Anxiety DisordersMajor Depressive Disorder (MDD)Bipolar DisorderDepressive DisordersPTSDKetamine

Acute psychoactive effects of intravenous ketamine during treatment of mood disorders: analysis of the Clinician Administered Dissociative State Scale

This study (n=110) examined the psychometric properties of the CADSS, the instrument most commonly used to assess the acute psychoactive effects of ketamine, and found that it only partially captured those effects.

Authors

  • Gerard Sanacora
  • Scott Wilkinson

Published

Journal of Affective Disorders
individual Study

Abstract

Introduction

Ketamine has rapid-acting antidepressant effects. Frequently, ketamine administration also causes acute psychoactive effects - in trials, these effects are commonly measured using the Clinician Administered Dissociative State Scale (CADSS). However, the CADSS was not designed for this specific purpose, having been validated in other clinical contexts, and anecdotally does not appear to fully capture ketamine's acute psychoactive effects.

Methods

Data were obtained from 110 individuals with mood disorders (predominantly major depressive disorder) who underwent intravenous ketamine infusion. An exploratory factor analysis (EFA) was performed on the CADSS, along with assessment of internal consistency. Qualitative methods were used to conduct in-depth interviews with a subset of these participants to identify key features of the acute ketamine experience, including aspects that may not be captured by the CADSS.

Results

The mean total score of the CADSS was low at 7.7 (SD 9.2). Analysis of internal consistency showed a Cronbach's alpha of 0.74. Five CADSS items had low correlations with the total score. EFA lead to a one-factor solution containing 16 items. Five of the six highest loading items involved perceptual disturbances, either of time or sensation.
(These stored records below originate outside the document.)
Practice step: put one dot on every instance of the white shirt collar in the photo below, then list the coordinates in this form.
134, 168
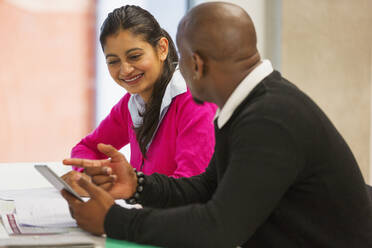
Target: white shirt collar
242, 91
175, 87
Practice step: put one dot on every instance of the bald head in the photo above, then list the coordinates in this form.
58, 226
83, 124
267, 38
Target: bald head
219, 31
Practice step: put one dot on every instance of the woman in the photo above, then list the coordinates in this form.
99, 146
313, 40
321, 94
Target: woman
167, 131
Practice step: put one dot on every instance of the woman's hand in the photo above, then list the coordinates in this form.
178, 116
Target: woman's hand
69, 179
115, 175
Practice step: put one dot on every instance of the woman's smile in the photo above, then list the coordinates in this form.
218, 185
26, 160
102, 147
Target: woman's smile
132, 80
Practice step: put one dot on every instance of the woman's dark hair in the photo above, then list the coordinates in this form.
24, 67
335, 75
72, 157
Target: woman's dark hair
141, 22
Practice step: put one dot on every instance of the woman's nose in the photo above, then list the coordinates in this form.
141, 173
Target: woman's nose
126, 69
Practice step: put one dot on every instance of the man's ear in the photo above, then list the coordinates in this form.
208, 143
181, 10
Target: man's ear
163, 48
198, 64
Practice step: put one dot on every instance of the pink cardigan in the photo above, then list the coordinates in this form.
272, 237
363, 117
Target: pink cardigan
181, 147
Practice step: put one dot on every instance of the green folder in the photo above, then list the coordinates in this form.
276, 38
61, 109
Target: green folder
114, 243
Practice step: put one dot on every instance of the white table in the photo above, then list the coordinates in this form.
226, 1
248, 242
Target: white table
25, 176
Qualitative analyses of 10 patient narratives revealed two phenomena not captured on the CADSS: disinhibition and a sense of peace.

Limitations

This study was by limited by the absence of other ratings of the participants’ experience.

Conclusion

Findings suggest that the CADSS partially captures the acute effects of ketamine administration. Further research may seek to validate a revised version of the CADSS that more accurately measures these effects.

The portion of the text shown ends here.